La decisión de cerrar el Hotel Maitei, uno de los establecimientos más emblemáticos de Posadas, generó preocupación entre trabajadores y el sector turístico. El secretario general de UTHGRA Misiones, Antonio "Yiyo" Acosta, confirmó que 22 empleados perderán sus puestos de trabajo, aunque aclaró que la empresa se hará cargo del pago de las indemnizaciones.
Según explicó, 21 trabajadores serán indemnizados en las próximas horas mediante un acuerdo previsto en el artículo 241 de la Ley de Contrato de Trabajo, mientras que el restante deberá esperar la resolución de un accidente laboral que mantiene abierta su situación con la ART.
"Nos sorprendió porque la empresa venía cumpliendo con todas sus obligaciones y de golpe decidió cerrar", sostuvo Acosta.
El dirigente recordó que en oportunidades anteriores, cuando cambió la concesión del hotel, las nuevas empresas absorbieron a todo el personal. En esta ocasión, sin embargo, eso no ocurrirá y los trabajadores quedarán desvinculados.
Un hotel que necesita inversiones
Acosta señaló que el deterioro del establecimiento es evidente y consideró que el cierre podría servir para ejecutar obras antes de una futura concesión.
"Es un hotel muy importante para Posadas, pero necesita mejoras. Está muy dejado, incluso en el ingreso, y creemos que el IPLyC deberá ponerlo en condiciones antes de volver a concesionarlo", afirmó.

Entre las dificultades recientes mencionó que la empresa proveedora del sistema de agua caliente retiró los equipos por falta de continuidad del servicio, lo que obligó a cancelar reservas y derivar huéspedes a otros hoteles.
La crisis también golpea a la hotelería
El titular de UTHGRA sostuvo que la decisión de cerrar el Maitei ocurre en un contexto complejo para toda la actividad.
Explicó que desde hace casi dos años hoteles y restaurantes registran una fuerte caída de la demanda, con menos turistas provenientes de Paraguay y Brasil, una reducción del turismo interno y establecimientos que debieron reducir jornadas laborales o dejar de contratar personal eventual.
"La hotelería y la gastronomía no son actividades de primera necesidad.

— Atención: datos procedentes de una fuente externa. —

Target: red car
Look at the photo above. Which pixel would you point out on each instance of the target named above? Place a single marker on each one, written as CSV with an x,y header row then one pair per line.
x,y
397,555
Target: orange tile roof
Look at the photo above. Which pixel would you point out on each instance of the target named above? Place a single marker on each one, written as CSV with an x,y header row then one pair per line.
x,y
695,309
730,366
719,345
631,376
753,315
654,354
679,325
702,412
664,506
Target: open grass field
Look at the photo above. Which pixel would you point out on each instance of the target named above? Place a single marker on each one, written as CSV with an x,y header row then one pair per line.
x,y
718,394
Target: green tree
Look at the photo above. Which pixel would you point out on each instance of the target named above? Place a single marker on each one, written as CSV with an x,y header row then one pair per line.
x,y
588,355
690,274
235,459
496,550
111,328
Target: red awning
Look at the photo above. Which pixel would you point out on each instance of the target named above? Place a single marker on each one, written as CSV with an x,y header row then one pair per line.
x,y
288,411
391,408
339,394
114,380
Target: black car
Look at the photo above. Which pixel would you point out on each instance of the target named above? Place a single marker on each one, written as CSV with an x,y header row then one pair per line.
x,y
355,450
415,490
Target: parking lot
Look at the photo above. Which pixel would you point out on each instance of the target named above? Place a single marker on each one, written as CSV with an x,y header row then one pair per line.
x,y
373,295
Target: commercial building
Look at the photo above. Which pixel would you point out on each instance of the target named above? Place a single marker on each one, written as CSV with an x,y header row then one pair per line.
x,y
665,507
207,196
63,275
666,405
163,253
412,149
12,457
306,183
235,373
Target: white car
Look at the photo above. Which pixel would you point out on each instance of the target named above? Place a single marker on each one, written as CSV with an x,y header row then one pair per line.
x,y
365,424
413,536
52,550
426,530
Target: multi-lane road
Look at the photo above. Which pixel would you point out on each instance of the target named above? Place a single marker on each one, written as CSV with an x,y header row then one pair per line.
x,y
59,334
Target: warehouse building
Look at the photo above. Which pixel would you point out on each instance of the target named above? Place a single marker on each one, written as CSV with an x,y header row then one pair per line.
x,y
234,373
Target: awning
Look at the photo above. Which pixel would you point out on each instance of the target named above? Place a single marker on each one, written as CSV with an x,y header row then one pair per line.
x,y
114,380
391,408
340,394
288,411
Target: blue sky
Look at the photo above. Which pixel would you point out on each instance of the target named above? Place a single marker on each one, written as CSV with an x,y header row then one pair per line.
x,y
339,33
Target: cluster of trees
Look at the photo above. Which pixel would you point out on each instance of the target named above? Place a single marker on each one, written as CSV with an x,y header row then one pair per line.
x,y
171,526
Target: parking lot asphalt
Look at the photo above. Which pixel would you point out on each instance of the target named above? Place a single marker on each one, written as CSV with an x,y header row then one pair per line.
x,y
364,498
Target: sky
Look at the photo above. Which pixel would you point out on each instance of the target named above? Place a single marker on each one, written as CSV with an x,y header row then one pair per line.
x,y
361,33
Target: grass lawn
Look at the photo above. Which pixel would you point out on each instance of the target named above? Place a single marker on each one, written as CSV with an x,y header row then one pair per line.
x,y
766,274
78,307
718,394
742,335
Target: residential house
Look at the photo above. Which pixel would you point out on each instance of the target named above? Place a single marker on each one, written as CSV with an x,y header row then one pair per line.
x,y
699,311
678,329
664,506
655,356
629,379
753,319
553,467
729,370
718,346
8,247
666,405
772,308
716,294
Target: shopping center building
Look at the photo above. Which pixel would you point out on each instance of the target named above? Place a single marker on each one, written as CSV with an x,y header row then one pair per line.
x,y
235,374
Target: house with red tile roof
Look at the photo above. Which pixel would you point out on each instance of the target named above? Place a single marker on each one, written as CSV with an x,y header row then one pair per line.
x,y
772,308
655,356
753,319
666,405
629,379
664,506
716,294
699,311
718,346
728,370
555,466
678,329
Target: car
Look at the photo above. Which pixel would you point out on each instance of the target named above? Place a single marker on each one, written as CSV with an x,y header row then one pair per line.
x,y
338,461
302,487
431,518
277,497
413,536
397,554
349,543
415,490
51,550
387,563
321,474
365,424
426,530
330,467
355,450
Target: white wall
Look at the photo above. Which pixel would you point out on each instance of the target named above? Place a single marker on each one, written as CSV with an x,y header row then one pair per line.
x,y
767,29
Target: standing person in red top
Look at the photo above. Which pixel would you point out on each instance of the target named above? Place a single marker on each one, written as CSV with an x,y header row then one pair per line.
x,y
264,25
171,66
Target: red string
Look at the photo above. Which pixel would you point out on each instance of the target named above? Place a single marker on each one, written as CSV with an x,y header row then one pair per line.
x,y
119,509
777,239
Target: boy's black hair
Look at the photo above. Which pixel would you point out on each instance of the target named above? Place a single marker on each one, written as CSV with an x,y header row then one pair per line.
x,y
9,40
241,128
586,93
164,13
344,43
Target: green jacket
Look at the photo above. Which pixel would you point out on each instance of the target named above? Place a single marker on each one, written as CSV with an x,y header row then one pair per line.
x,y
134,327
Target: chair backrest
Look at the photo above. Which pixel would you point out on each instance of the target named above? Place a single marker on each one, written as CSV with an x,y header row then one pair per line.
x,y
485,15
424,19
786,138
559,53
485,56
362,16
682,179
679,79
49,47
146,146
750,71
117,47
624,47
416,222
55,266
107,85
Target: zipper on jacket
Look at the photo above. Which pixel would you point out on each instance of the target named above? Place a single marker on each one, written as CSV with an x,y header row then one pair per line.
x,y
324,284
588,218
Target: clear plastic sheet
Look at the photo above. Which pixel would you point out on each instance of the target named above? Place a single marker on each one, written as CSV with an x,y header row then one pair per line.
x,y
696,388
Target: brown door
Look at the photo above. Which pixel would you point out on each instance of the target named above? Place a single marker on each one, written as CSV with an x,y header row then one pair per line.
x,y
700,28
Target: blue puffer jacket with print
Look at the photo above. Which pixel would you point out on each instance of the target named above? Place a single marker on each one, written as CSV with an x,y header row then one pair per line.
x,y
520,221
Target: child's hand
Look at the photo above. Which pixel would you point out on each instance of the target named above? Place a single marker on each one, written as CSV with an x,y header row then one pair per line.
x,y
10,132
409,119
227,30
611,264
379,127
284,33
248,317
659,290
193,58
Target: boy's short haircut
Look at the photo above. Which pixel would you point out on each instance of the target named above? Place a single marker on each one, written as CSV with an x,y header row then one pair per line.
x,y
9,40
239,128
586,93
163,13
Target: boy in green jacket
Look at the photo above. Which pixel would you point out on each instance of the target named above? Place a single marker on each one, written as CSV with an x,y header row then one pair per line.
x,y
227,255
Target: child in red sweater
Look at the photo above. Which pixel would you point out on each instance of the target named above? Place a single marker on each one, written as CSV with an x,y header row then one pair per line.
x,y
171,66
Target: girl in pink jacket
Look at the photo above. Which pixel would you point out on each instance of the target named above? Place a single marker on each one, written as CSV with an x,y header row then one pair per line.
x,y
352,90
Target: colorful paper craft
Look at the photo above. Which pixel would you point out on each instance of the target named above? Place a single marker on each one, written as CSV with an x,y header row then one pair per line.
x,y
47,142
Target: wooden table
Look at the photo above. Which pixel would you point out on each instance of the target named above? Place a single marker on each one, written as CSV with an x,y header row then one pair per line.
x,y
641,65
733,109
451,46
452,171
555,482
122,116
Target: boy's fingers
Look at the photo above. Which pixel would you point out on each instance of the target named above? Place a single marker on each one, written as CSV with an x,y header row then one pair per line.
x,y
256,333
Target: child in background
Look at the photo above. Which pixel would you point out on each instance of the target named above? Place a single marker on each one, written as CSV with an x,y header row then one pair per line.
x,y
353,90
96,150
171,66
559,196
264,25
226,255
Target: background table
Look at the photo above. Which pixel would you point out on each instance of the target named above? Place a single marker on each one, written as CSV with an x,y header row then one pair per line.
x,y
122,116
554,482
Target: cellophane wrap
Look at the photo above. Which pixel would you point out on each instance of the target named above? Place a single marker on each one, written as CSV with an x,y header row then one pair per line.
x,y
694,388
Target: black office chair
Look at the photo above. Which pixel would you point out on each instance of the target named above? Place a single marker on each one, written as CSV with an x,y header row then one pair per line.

Cuando la economía se complica, la gente deja de viajar y de salir a comer", explicó.
Además, señaló que la competencia con alojamientos informales también afecta al sector.

"Muchos departamentos ofrecen hospedaje a precios más bajos sin afrontar las mismas obligaciones que tiene un hotel habilitado. Así es muy difícil competir", remarcó.
Incertidumbre sobre el futuro
Por el momento no existe una definición sobre qué ocurrirá con el edificio. Acosta indicó que las autoridades del IPLyC estaban al tanto de la salida de la empresa, aunque todavía no hay precisiones sobre si el organismo administrará el hotel de manera directa o convocará a una nueva concesión.
Mientras tanto, 22 familias quedarán sin su fuente laboral, en un escenario que, según el dirigente, dificulta seriamente la reinserción.
"Hoy conseguir trabajo, sobre todo para personas mayores de 40 años, es muy complicado. Lo que más nos preocupa es que esas familias quedan sin ingresos y no hay muchas posibilidades de reubicación", concluyó.